Enfin, s'agissant de son état de vulnérabilité, à la date de l'arrêté contesté Monsieur [C] [O], qui sortait d'incarcération, n'a ni justifié ni même fait état d'un problème de santé. Il n'a en particulier pas fait état de problèmes de santé lors de son audition du 1er septembre 2023. Le document médical qu'il produit est daté du 06 septembre 2023 et ne fait pas état en outre d'un état de vulnérabilité incompatible avec un placement en rétention, étant rappelé que ce même état de santé était compatible avec la détention.
Il résulte ainsi de ces éléments que le Préfet du Loir et Cher a procédé à un examen approfondi de la situation de l'intéressé et n'a commis aucune erreur d'appréciation.
Il y a lieu de confirmer l'ordonnance du juge des libertés et de la détention.
PAR CES MOTIFS,
Déclarons l'appel recevable,
Confirmons l'ordonnance du juge des libertés et de la détention du Tribunal Judiciaire de Rennes du 06 septembre 2023 ,
Laissons les dépens à la charge du Trésor Public.

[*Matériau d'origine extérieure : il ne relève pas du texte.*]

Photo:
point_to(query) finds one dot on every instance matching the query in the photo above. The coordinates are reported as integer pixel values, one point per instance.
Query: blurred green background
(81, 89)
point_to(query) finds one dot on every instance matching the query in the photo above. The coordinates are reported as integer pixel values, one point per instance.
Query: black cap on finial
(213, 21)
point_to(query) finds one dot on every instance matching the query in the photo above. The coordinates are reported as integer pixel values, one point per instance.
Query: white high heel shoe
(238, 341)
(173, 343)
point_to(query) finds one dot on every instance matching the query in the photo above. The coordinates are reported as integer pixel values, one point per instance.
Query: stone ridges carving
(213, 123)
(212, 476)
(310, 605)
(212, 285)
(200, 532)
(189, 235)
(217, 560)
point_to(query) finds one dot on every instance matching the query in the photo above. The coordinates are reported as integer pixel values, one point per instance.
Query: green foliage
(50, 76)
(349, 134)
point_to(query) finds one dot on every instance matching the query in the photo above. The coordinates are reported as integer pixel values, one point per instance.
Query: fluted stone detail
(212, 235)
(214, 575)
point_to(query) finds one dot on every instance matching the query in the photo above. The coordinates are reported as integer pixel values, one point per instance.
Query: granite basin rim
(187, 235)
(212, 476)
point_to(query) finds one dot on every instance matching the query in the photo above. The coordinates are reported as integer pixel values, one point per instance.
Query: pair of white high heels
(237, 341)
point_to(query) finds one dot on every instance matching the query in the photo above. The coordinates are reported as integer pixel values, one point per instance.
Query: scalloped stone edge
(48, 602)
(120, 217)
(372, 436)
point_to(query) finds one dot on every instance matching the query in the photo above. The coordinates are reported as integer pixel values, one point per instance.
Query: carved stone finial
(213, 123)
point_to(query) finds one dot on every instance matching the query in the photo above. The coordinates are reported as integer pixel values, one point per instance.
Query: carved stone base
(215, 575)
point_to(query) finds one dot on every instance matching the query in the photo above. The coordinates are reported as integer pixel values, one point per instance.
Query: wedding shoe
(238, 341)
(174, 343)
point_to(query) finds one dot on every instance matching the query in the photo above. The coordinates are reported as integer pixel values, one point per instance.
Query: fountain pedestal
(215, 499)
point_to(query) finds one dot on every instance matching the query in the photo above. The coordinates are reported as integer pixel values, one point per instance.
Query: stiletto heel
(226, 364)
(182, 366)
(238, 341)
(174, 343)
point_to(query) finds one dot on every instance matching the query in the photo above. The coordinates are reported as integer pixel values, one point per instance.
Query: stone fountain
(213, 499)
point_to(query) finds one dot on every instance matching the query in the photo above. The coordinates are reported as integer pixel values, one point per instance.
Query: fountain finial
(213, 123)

Fait à Rennes, le 08 septembre 2023 à 12 heures 15
LE GREFFIER PAR DELEGATION, LE CONSEILLER
Jean-Denis BRUN
Notification de la présente ordonnance a été faite ce jour à [Y] [C] [D] [O] [B], à son avocat et au préfet
Le Greffier,
Cette ordonnance est susceptible d'un pourvoi en cassation dans les deux mois suivant la présente notification et dans les conditions fixées par les articles 973 et suivants du code de procédure civile.
Communication de la présente ordonnance a été faite ce même jour au procureur général.